Pembayaran tunjangan profesi guru (TPG) yang besarnya satu kali gaji pokok ini diminta dibayarkan per bulan dan pembayarannya disatukan dengan gaji sehingga memudahkan pengawasan dan menghindari pemotongan.
Ketua Umum Pengurus Besar Persatuan Guru Republik Indonesia (PGRI), Sulistiyo, di Jakarta, Selasa (20/9), mengatakan, pihaknya telah mengirimkan surat ke Menteri Keuangan pada April lalu perihal pembayaran TPG.
”Pembayaran dengan sistem rapel setiap tiga bulan dan terkadang setiap enam bulan, terbukti tidak efektif dalam mendorong upaya peningkatan profesionalitas para guru. Bahkan cenderung konsumtif dalam pemanfaatan tunjangan tersebut,” kata Sulistiyo.

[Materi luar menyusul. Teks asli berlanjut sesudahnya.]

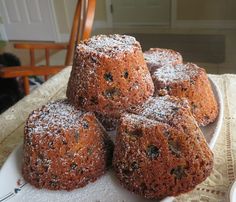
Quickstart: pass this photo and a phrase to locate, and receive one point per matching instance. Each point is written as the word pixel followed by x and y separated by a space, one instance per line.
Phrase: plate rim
pixel 211 144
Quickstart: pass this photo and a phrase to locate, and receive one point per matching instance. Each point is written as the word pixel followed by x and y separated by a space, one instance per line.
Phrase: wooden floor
pixel 215 50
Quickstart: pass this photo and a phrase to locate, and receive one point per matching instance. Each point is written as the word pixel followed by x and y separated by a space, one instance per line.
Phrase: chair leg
pixel 26 85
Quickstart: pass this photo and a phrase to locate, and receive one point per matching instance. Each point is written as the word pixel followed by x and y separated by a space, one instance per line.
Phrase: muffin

Sulistiyo mengatakan, pembayaran tunjangan guru melalui dana transfer langsung ke kabupaten/kota perlu dievaluasi sebab banyak keterlambatan pembayaran kepada guru, bahkan ada kekurangan pembayarannya.

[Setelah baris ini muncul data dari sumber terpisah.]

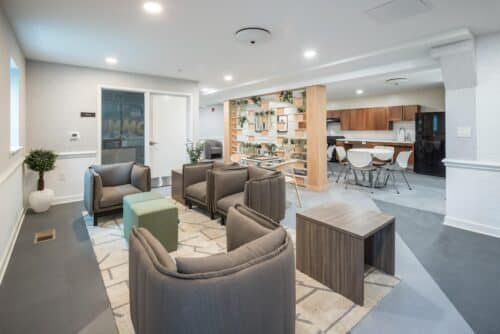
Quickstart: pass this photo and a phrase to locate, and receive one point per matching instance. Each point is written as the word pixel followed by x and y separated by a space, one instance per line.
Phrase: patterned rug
pixel 319 309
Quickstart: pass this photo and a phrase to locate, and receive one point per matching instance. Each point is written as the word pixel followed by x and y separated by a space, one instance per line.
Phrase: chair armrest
pixel 92 190
pixel 267 195
pixel 140 177
pixel 228 181
pixel 194 173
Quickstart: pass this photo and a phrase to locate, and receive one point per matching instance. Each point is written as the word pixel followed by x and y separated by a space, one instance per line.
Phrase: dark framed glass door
pixel 122 129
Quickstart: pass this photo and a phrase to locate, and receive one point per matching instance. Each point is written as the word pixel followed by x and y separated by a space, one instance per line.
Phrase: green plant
pixel 41 161
pixel 286 96
pixel 194 151
pixel 241 120
pixel 256 100
pixel 242 104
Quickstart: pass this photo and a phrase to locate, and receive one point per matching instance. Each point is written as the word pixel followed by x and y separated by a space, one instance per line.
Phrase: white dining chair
pixel 287 169
pixel 400 165
pixel 342 158
pixel 362 162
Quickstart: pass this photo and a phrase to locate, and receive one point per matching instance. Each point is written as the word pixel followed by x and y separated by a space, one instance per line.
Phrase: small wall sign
pixel 87 114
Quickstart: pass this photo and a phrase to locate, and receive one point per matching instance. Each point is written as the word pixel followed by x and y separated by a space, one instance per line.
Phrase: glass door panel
pixel 122 132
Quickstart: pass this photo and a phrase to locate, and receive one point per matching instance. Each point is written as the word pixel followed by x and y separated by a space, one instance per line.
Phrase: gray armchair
pixel 250 289
pixel 197 183
pixel 106 185
pixel 260 189
pixel 213 149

”Yang sangat memprihatinkan, terjadinya pemotongan uang tunjangan di beberapa daerah,” kata Sulistiyo.
Sekretaris Jenderal Federasi Serikat Guru Indonesia (FSGI), Retno Listiyarti, mengatakan, pembayaran tunjangan disatukan dengan gaji guru lebih efektif dan memudahkan pengawasan.

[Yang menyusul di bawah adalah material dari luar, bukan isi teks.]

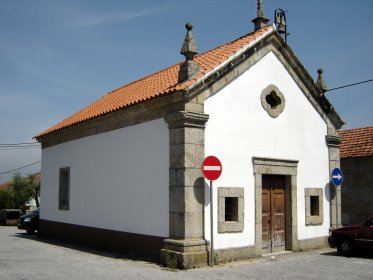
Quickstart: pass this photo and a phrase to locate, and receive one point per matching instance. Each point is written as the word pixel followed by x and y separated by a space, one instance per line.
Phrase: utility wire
pixel 21 144
pixel 350 85
pixel 17 146
pixel 10 171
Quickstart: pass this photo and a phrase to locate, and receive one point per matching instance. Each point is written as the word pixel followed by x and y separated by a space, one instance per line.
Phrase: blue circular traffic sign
pixel 337 177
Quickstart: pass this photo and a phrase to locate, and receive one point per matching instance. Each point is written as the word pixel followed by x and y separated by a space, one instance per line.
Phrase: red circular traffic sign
pixel 212 168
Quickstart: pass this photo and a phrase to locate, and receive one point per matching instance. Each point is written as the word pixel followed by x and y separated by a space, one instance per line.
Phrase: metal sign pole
pixel 211 227
pixel 336 205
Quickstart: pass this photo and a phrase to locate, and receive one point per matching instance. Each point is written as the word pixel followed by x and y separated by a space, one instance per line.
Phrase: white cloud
pixel 89 20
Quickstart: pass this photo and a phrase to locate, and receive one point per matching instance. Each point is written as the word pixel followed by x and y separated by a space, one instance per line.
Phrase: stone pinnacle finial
pixel 189 48
pixel 320 83
pixel 260 21
pixel 189 68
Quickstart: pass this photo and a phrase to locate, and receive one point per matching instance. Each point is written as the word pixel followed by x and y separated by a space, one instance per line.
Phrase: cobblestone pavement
pixel 29 257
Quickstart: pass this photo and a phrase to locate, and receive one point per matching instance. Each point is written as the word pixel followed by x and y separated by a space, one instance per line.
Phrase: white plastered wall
pixel 118 180
pixel 239 129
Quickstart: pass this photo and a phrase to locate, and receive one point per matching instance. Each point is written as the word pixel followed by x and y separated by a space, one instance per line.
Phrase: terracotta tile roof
pixel 356 142
pixel 5 186
pixel 157 84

”Pembayaran tunjangan sertifikasi yang diserahkan ke daerah mulai 2010 tidak efektif. Pemerintah pusat lepas tangan, pemerintah daerah mau menguasai anggaran tunjangan itu, ditambah banyak guru yang takut memprotes penyimpangan. Jika tidak ada perbaikan, penyimpangan dan indikasi korupsi bisa terjadi,” kata Retno.
Sementara itu, Ikatan Guru Indonesia memprotes adanya pungutan liar atau pemotongan tunjangan guru di sejumlah daerah. Dugaan pemotongan dilakukan mulai dari pemerintah daerah, dinas pendidikan, sekolah, hingga organisasi guru.